Entran, pues, igual que salen, aunque en el intermedio es de suponer que puedan
medir las pulsaciones de su desnudez física frente a la quieta desnudez del
arte, de la pose ante la cámara o la paleta del artista. Ante la piedra que un
día fue mole y, ahora, exacta geometría de curvas y pasiones.

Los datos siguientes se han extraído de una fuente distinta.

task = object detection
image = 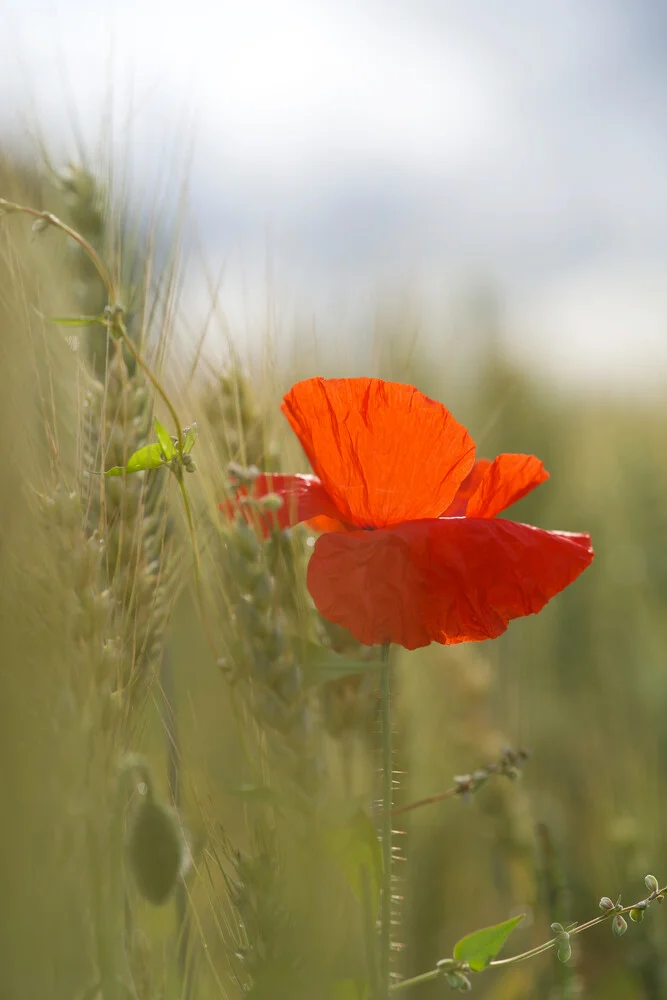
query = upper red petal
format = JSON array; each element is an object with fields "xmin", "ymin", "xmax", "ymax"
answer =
[
  {"xmin": 465, "ymin": 455, "xmax": 549, "ymax": 517},
  {"xmin": 441, "ymin": 458, "xmax": 491, "ymax": 517},
  {"xmin": 307, "ymin": 522, "xmax": 422, "ymax": 649},
  {"xmin": 282, "ymin": 378, "xmax": 475, "ymax": 527},
  {"xmin": 308, "ymin": 518, "xmax": 593, "ymax": 649},
  {"xmin": 219, "ymin": 473, "xmax": 339, "ymax": 534}
]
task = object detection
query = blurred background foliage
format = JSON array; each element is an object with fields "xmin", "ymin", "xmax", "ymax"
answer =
[{"xmin": 0, "ymin": 148, "xmax": 667, "ymax": 1000}]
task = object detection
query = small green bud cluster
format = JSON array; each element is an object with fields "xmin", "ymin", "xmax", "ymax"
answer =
[
  {"xmin": 551, "ymin": 923, "xmax": 572, "ymax": 963},
  {"xmin": 127, "ymin": 764, "xmax": 188, "ymax": 906}
]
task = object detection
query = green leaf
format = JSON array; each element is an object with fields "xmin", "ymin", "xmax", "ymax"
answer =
[
  {"xmin": 183, "ymin": 424, "xmax": 197, "ymax": 455},
  {"xmin": 324, "ymin": 809, "xmax": 382, "ymax": 913},
  {"xmin": 39, "ymin": 313, "xmax": 109, "ymax": 326},
  {"xmin": 104, "ymin": 444, "xmax": 164, "ymax": 476},
  {"xmin": 153, "ymin": 417, "xmax": 176, "ymax": 462},
  {"xmin": 454, "ymin": 913, "xmax": 524, "ymax": 972},
  {"xmin": 298, "ymin": 642, "xmax": 380, "ymax": 685}
]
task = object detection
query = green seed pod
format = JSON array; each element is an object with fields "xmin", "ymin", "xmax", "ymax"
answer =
[
  {"xmin": 127, "ymin": 794, "xmax": 183, "ymax": 906},
  {"xmin": 556, "ymin": 935, "xmax": 572, "ymax": 963}
]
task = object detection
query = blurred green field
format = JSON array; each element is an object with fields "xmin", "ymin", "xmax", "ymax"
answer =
[{"xmin": 0, "ymin": 150, "xmax": 667, "ymax": 1000}]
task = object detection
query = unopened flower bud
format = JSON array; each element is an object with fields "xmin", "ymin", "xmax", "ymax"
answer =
[{"xmin": 259, "ymin": 493, "xmax": 284, "ymax": 512}]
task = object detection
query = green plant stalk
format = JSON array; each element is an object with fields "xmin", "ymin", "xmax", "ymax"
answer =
[
  {"xmin": 390, "ymin": 886, "xmax": 667, "ymax": 993},
  {"xmin": 380, "ymin": 642, "xmax": 393, "ymax": 1000}
]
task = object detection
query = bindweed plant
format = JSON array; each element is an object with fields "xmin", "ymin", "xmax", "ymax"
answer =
[{"xmin": 0, "ymin": 158, "xmax": 667, "ymax": 1000}]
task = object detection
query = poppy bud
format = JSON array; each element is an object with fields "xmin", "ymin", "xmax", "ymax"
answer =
[
  {"xmin": 258, "ymin": 493, "xmax": 284, "ymax": 512},
  {"xmin": 127, "ymin": 791, "xmax": 184, "ymax": 906},
  {"xmin": 234, "ymin": 520, "xmax": 259, "ymax": 561}
]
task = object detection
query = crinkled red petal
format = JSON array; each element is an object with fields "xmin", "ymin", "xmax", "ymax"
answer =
[
  {"xmin": 441, "ymin": 458, "xmax": 491, "ymax": 517},
  {"xmin": 282, "ymin": 378, "xmax": 475, "ymax": 528},
  {"xmin": 219, "ymin": 473, "xmax": 339, "ymax": 534},
  {"xmin": 465, "ymin": 455, "xmax": 549, "ymax": 517},
  {"xmin": 308, "ymin": 518, "xmax": 593, "ymax": 649}
]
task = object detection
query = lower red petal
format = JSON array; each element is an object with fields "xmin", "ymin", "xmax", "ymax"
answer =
[{"xmin": 308, "ymin": 518, "xmax": 593, "ymax": 649}]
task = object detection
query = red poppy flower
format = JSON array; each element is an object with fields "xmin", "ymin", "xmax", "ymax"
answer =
[{"xmin": 226, "ymin": 378, "xmax": 593, "ymax": 649}]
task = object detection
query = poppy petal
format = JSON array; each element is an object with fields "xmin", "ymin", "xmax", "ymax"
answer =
[
  {"xmin": 308, "ymin": 518, "xmax": 593, "ymax": 649},
  {"xmin": 219, "ymin": 473, "xmax": 339, "ymax": 533},
  {"xmin": 440, "ymin": 458, "xmax": 491, "ymax": 517},
  {"xmin": 282, "ymin": 378, "xmax": 475, "ymax": 528},
  {"xmin": 307, "ymin": 522, "xmax": 422, "ymax": 649},
  {"xmin": 466, "ymin": 455, "xmax": 549, "ymax": 517}
]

No sé si celebrar este desembarco del nudismo en el arte,
porque no acabo de creerme que un museo pueda llegar a parecerse a una playa
virgen en los arrabales del paraíso. Pero igual yerro. Y si hay museos, aunque
se hagan llamar baluartes, que sólo son solares arrasados por la negligencia
pública y privada, puede que existan esos otros museos donde el nudismo, como
cualquier otra ideología más o menos rupestre, acabe retozando como en casa.
Cómo no.
Cosas más raras parecen gustarnos. Perder el tiempo con los
requiebros del debate del Estado de la Nación, por ejemplo. Ahí sí que quisiera
ver yo a sus señorías, en pelota picada, discutiendo sobre si ya asoman los
lujuriosos michelines o si, tan sólo, las tercas costillas del hambre. Hay que
ver lo difícil que resulta interpretar un desnudo. Pues sí.